Every employee in the organization should have a customer experience metric on their performance scorecard, specific to their area of responsibility. This approach ensures that employees understand that improving the customer experience is “everyone’s responsibility.”

Furthermore, setting an overall corporate goal, such as a customer loyalty score or index, reinforces the message that employees must all work together to ensure an improvement in the end-to-end customer experience.

Setting targets is one of the trickiest parts of the process associated with linking customer experience metrics to compensation; it is a balance between art and science.

For those employees who are average performers, it is better to lean toward the upside and focus on the positive aspects of customer experience improvements rather than to risk demotivating employees with targets that they don’t believe they can achieve

To set credible, actionable and achievable targets, consider the following:

► The target must be set outside the margin of error to prevent rewarding employees for a simple random sampling error in the survey results.

► Consider the “end goal” or benchmark performance that you want the organization to ultimately achieve across all customer experience interactions.
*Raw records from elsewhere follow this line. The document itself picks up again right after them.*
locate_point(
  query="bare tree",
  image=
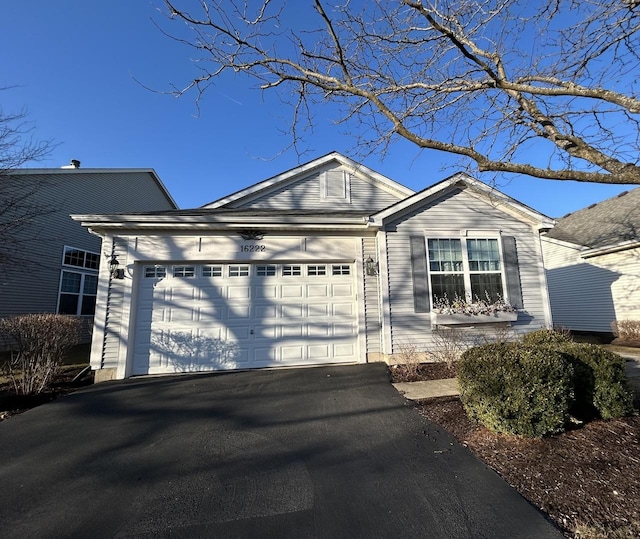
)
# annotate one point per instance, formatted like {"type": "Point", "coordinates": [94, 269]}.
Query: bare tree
{"type": "Point", "coordinates": [546, 89]}
{"type": "Point", "coordinates": [19, 204]}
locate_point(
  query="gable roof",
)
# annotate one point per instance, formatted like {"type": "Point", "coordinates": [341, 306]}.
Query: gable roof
{"type": "Point", "coordinates": [70, 172]}
{"type": "Point", "coordinates": [265, 187]}
{"type": "Point", "coordinates": [476, 187]}
{"type": "Point", "coordinates": [612, 222]}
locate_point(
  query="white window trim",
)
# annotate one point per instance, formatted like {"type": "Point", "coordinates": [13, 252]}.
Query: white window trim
{"type": "Point", "coordinates": [82, 268]}
{"type": "Point", "coordinates": [81, 294]}
{"type": "Point", "coordinates": [466, 271]}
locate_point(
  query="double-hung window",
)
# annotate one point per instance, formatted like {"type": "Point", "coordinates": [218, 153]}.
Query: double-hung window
{"type": "Point", "coordinates": [467, 268]}
{"type": "Point", "coordinates": [78, 282]}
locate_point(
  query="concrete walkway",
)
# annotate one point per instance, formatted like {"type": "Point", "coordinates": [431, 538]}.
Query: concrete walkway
{"type": "Point", "coordinates": [449, 387]}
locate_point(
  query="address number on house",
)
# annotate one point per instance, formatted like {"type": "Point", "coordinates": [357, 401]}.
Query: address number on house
{"type": "Point", "coordinates": [253, 248]}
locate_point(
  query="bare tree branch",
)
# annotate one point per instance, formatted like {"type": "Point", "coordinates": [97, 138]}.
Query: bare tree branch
{"type": "Point", "coordinates": [550, 93]}
{"type": "Point", "coordinates": [20, 205]}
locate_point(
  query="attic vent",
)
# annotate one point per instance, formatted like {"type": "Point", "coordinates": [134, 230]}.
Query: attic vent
{"type": "Point", "coordinates": [335, 185]}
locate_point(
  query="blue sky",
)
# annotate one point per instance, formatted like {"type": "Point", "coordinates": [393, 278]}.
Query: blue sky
{"type": "Point", "coordinates": [74, 65]}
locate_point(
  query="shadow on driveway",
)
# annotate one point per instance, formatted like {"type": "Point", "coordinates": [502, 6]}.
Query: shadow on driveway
{"type": "Point", "coordinates": [328, 452]}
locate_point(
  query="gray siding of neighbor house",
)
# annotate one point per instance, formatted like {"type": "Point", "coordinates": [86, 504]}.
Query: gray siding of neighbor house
{"type": "Point", "coordinates": [454, 212]}
{"type": "Point", "coordinates": [305, 194]}
{"type": "Point", "coordinates": [33, 288]}
{"type": "Point", "coordinates": [589, 294]}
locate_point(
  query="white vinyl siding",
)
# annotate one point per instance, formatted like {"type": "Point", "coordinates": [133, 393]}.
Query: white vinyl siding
{"type": "Point", "coordinates": [455, 211]}
{"type": "Point", "coordinates": [344, 191]}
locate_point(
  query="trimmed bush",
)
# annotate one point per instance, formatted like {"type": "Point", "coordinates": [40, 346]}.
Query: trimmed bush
{"type": "Point", "coordinates": [517, 389]}
{"type": "Point", "coordinates": [546, 337]}
{"type": "Point", "coordinates": [601, 384]}
{"type": "Point", "coordinates": [38, 343]}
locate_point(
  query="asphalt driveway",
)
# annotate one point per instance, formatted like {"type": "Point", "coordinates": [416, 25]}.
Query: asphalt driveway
{"type": "Point", "coordinates": [330, 452]}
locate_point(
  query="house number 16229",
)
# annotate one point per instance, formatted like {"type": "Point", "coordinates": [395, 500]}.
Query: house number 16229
{"type": "Point", "coordinates": [252, 248]}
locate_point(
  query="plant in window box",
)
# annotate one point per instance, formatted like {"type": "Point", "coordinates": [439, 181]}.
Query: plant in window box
{"type": "Point", "coordinates": [479, 311]}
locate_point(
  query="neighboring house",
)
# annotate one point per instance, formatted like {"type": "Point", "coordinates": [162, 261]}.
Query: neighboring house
{"type": "Point", "coordinates": [592, 258]}
{"type": "Point", "coordinates": [54, 263]}
{"type": "Point", "coordinates": [329, 262]}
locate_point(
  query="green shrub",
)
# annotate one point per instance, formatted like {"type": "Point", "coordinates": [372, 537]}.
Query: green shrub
{"type": "Point", "coordinates": [38, 343]}
{"type": "Point", "coordinates": [601, 384]}
{"type": "Point", "coordinates": [516, 389]}
{"type": "Point", "coordinates": [546, 337]}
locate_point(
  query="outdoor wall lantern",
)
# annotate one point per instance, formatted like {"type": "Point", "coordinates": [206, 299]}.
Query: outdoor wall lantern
{"type": "Point", "coordinates": [371, 266]}
{"type": "Point", "coordinates": [116, 272]}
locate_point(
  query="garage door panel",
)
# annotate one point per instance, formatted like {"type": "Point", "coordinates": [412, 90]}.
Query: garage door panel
{"type": "Point", "coordinates": [343, 330]}
{"type": "Point", "coordinates": [292, 311]}
{"type": "Point", "coordinates": [184, 314]}
{"type": "Point", "coordinates": [315, 310]}
{"type": "Point", "coordinates": [264, 312]}
{"type": "Point", "coordinates": [344, 350]}
{"type": "Point", "coordinates": [292, 291]}
{"type": "Point", "coordinates": [292, 353]}
{"type": "Point", "coordinates": [239, 312]}
{"type": "Point", "coordinates": [292, 330]}
{"type": "Point", "coordinates": [342, 291]}
{"type": "Point", "coordinates": [317, 290]}
{"type": "Point", "coordinates": [266, 292]}
{"type": "Point", "coordinates": [238, 292]}
{"type": "Point", "coordinates": [244, 321]}
{"type": "Point", "coordinates": [212, 313]}
{"type": "Point", "coordinates": [342, 309]}
{"type": "Point", "coordinates": [318, 352]}
{"type": "Point", "coordinates": [318, 330]}
{"type": "Point", "coordinates": [264, 355]}
{"type": "Point", "coordinates": [261, 333]}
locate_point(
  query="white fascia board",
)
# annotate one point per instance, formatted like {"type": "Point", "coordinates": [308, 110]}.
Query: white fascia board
{"type": "Point", "coordinates": [622, 246]}
{"type": "Point", "coordinates": [305, 169]}
{"type": "Point", "coordinates": [562, 243]}
{"type": "Point", "coordinates": [100, 224]}
{"type": "Point", "coordinates": [508, 204]}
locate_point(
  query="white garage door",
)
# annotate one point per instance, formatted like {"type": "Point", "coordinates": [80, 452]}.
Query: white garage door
{"type": "Point", "coordinates": [234, 316]}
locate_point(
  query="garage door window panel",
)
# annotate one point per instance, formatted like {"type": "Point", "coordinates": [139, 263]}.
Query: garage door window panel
{"type": "Point", "coordinates": [238, 271]}
{"type": "Point", "coordinates": [184, 271]}
{"type": "Point", "coordinates": [212, 271]}
{"type": "Point", "coordinates": [155, 272]}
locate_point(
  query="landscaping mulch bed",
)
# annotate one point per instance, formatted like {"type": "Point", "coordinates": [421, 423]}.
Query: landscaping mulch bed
{"type": "Point", "coordinates": [587, 479]}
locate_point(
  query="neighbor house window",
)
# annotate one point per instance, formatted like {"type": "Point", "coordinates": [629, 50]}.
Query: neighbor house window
{"type": "Point", "coordinates": [468, 268]}
{"type": "Point", "coordinates": [77, 293]}
{"type": "Point", "coordinates": [80, 258]}
{"type": "Point", "coordinates": [78, 286]}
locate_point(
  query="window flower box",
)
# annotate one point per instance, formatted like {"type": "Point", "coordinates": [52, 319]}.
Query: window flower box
{"type": "Point", "coordinates": [472, 319]}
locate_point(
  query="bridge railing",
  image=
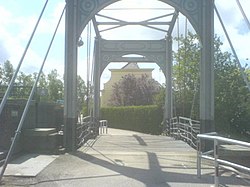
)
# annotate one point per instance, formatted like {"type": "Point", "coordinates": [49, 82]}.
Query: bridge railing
{"type": "Point", "coordinates": [86, 128]}
{"type": "Point", "coordinates": [214, 154]}
{"type": "Point", "coordinates": [184, 129]}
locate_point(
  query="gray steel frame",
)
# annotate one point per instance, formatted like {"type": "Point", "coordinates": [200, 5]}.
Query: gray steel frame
{"type": "Point", "coordinates": [79, 12]}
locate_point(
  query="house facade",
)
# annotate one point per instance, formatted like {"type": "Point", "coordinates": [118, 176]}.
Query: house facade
{"type": "Point", "coordinates": [116, 76]}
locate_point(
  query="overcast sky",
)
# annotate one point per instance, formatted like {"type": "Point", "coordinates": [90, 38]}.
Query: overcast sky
{"type": "Point", "coordinates": [18, 18]}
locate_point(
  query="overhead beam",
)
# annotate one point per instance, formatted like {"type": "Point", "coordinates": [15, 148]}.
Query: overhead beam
{"type": "Point", "coordinates": [97, 32]}
{"type": "Point", "coordinates": [173, 21]}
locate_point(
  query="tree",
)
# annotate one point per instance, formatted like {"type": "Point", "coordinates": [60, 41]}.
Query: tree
{"type": "Point", "coordinates": [232, 99]}
{"type": "Point", "coordinates": [55, 86]}
{"type": "Point", "coordinates": [132, 91]}
{"type": "Point", "coordinates": [23, 86]}
{"type": "Point", "coordinates": [186, 76]}
{"type": "Point", "coordinates": [8, 72]}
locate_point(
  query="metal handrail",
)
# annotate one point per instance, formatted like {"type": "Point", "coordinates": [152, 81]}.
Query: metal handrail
{"type": "Point", "coordinates": [185, 129]}
{"type": "Point", "coordinates": [85, 130]}
{"type": "Point", "coordinates": [215, 157]}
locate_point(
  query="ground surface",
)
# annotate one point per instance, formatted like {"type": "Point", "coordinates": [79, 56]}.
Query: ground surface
{"type": "Point", "coordinates": [120, 158]}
► Determine what percentage improvement is expected to close the gap (e.g., 15%) between current performance and benchmark standards.

► Use a 1 decimal convention for reporting and target setting to prevent employees from focusing on minute changes in the actual numbers.

► Ideally, use one full year’s worth of data to establish the baseline before setting the target.

► Establish a standard (e.g., 8.5 out of 10) when improvements are not required, but rather target performance is set simply to maintain current performance.